Lo stile del coreografo non sembra essere in discussione, il suo pezzo, eseguito da 9 ballerinialternando abilmente movimenti d’insieme ed esecuzioni più intime, assoli o duettiemergere dal buio per assorbire la luce per qualche minuto prima di rituffarsi nel limbo artificiale del sistema Vantablack… per poi riemergere in un’incredibile fasci di luce profondo rosso. Lo stile di Wayne Mc Gregor, che prende in prestito molto dalla danza classica, offre a miscela straordinaria con la danza contemporanea (andature animali, movimenti robotici) per un tuffo nel cuore dell’oscurità e dell’astrazione, delle paure e dei dubbi dell’Uomo di fronte all’ignoto.
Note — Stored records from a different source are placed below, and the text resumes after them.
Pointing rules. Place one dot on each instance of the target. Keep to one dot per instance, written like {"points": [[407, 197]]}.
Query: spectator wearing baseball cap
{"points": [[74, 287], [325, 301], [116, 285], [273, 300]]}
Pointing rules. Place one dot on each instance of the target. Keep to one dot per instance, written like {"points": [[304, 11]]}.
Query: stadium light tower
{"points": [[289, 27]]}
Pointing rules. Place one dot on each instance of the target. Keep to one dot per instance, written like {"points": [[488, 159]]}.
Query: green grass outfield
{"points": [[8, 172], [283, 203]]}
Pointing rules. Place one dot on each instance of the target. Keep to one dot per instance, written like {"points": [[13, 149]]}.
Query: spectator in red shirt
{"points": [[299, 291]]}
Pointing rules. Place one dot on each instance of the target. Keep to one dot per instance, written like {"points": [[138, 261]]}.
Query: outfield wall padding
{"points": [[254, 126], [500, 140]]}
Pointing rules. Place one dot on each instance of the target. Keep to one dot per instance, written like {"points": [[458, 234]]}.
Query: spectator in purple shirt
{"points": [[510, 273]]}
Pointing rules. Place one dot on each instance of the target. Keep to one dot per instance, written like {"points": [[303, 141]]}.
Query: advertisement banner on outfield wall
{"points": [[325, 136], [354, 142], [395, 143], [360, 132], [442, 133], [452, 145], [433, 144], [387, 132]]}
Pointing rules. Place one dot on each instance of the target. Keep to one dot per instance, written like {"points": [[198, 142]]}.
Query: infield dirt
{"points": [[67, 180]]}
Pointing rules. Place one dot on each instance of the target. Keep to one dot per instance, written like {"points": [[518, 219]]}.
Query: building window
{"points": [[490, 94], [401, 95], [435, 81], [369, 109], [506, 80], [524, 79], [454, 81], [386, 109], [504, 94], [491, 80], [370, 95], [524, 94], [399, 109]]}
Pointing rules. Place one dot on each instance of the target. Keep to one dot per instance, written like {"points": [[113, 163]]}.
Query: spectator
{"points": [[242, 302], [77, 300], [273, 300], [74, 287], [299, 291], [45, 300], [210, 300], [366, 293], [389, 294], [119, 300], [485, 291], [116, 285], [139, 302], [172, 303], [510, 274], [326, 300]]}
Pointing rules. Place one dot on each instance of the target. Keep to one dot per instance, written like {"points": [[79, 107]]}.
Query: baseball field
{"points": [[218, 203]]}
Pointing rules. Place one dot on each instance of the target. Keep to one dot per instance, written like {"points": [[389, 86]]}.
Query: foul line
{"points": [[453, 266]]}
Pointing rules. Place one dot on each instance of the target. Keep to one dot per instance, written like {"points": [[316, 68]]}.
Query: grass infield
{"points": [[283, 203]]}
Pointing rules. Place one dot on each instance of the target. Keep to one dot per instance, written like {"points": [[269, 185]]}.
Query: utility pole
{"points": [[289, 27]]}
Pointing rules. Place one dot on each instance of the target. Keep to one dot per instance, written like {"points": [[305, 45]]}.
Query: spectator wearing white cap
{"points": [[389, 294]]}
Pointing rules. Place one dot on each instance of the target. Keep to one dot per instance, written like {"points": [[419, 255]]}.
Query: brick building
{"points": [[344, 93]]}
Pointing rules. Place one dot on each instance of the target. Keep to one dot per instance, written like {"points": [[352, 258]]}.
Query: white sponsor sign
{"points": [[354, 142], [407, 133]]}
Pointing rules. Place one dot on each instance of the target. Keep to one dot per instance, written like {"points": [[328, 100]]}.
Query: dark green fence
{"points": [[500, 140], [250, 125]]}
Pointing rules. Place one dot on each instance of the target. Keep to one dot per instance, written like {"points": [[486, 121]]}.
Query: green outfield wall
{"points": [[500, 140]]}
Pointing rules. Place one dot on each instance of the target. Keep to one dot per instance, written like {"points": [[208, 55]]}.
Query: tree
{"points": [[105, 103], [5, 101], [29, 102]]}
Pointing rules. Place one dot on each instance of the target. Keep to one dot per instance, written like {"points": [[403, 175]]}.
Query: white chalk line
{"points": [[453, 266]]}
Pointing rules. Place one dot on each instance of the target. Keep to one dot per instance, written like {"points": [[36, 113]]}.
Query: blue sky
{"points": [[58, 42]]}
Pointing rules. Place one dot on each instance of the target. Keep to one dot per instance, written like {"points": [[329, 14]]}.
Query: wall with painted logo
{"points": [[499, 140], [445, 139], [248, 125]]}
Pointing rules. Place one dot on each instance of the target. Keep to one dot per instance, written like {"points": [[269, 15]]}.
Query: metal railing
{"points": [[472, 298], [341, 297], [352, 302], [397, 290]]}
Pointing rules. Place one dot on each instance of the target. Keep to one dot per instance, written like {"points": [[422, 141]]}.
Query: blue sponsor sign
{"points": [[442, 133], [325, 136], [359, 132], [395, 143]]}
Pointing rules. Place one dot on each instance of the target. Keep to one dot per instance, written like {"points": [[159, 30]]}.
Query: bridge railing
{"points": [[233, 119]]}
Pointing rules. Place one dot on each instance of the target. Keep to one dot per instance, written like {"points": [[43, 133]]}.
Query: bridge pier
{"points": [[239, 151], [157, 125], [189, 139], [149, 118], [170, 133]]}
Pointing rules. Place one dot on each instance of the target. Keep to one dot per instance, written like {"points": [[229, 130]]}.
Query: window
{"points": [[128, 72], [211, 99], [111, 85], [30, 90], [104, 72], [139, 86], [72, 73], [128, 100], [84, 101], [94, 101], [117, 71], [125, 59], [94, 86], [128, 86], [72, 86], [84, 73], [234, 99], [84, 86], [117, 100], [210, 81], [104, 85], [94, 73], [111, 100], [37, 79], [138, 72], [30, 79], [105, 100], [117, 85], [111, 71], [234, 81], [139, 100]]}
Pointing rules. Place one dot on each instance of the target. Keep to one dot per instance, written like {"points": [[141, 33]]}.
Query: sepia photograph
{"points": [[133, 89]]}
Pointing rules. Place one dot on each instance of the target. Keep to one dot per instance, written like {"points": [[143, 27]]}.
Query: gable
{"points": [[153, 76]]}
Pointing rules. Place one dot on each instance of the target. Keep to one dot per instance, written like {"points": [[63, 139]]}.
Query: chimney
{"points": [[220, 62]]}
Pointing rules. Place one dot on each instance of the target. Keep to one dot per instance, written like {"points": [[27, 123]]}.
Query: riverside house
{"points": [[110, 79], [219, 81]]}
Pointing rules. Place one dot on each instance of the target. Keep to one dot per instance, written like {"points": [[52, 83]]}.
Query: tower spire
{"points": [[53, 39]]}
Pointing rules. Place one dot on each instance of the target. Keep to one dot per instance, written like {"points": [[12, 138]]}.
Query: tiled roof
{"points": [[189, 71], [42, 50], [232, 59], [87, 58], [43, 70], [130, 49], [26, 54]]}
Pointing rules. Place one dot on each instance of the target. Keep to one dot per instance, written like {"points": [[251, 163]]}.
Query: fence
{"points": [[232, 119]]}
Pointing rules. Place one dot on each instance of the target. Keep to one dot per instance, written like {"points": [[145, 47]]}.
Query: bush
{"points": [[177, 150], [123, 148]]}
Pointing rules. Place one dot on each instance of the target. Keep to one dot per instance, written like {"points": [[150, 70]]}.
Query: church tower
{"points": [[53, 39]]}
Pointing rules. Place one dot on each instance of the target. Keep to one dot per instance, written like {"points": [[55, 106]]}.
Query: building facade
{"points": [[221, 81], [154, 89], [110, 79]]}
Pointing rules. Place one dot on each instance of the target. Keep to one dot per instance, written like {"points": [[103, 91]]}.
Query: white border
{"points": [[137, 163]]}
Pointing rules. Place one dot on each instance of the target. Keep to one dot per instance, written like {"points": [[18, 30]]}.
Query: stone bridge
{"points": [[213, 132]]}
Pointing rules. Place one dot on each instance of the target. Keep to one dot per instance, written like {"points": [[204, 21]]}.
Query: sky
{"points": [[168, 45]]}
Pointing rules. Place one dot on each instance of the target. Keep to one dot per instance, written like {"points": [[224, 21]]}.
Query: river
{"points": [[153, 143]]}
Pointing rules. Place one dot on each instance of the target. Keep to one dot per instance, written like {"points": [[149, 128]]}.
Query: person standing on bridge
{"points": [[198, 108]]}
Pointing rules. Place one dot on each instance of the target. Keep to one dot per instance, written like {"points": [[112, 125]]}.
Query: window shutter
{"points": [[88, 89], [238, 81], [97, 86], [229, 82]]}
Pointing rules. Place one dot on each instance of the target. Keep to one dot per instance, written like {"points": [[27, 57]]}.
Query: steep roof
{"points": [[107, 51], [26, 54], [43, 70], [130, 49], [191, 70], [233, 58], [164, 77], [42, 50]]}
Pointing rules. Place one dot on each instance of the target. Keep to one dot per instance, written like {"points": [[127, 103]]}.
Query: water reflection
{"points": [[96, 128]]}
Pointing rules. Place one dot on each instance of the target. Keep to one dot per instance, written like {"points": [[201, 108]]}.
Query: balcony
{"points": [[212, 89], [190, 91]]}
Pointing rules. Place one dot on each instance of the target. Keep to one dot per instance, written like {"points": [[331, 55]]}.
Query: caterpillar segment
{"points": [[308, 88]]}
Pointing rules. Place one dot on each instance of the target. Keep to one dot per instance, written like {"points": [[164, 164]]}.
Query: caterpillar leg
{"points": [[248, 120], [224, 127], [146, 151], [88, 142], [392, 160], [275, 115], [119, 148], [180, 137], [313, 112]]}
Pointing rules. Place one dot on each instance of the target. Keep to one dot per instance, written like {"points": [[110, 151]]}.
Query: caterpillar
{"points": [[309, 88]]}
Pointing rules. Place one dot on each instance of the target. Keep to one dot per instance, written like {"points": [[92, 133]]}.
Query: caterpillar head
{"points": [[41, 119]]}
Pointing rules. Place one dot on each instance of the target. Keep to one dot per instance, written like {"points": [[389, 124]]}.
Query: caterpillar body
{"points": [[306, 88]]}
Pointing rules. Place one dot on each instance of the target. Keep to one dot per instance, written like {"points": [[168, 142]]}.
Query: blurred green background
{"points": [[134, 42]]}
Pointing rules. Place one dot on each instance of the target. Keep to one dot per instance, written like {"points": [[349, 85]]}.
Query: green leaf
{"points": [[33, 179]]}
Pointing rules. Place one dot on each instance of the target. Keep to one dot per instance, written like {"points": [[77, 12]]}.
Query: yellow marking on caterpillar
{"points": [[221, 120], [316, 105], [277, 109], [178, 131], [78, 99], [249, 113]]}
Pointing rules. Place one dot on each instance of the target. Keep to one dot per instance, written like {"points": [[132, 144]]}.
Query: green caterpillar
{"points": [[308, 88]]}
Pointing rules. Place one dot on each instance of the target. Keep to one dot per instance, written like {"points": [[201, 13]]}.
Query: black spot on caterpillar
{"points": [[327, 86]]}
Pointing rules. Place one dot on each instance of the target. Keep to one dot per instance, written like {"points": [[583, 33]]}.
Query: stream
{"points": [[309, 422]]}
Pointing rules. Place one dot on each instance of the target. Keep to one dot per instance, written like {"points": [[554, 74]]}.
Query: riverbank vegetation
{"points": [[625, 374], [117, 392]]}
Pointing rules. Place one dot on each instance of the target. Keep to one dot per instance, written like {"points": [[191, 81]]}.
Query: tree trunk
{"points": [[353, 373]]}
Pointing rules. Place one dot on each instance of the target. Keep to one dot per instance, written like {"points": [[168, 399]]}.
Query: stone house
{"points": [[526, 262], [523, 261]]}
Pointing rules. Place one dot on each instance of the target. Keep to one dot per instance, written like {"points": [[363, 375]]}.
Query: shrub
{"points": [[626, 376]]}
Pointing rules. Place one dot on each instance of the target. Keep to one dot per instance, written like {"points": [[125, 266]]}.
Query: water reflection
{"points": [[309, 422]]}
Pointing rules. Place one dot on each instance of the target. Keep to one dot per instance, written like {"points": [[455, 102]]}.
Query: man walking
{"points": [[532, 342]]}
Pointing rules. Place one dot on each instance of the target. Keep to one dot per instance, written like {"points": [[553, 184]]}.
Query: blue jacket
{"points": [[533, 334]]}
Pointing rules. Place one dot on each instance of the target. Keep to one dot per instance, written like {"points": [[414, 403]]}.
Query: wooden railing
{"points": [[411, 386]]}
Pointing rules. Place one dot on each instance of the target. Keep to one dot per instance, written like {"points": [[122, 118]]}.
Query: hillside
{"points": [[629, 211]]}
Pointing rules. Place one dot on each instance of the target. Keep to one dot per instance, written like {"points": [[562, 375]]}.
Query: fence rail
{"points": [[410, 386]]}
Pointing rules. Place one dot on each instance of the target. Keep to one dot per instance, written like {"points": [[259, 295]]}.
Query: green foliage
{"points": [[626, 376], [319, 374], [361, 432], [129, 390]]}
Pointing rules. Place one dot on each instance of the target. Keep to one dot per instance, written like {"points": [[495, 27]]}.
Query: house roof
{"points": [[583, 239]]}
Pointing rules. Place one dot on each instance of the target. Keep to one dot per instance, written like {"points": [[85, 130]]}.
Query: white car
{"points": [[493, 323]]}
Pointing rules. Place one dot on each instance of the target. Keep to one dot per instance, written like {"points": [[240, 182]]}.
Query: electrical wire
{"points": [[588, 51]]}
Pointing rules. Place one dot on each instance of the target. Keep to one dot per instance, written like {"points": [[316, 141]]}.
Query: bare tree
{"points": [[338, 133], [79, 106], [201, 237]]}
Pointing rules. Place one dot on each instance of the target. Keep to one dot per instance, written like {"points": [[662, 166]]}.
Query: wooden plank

Uno dei momenti salienti del 44esimo festival

In scena i corpi si allontanano e si mescolano continuamente, i ballerini saltano o si scontrano, i gesti sono precisi e virtuosistici. C’è una sorta di follia nell’aria, una specie di… frenesia generato dalla preoccupazione di essere solo di passaggio sulla terra e di avere tanti misteri da risolvere e sfide da affrontare… In questo pezzo presentato in anteprima a Montpellier, Wayne Mc Gregor ha scelto una creazione molto virtuosaforse troppo forbito, dando in definitiva l’impressione di un discorso un po’ disincarnato. Ma l’arrivo del coreografo del Royal Ballet sarà comunque ricordato come uno dei momenti salienti di questo festival 2024.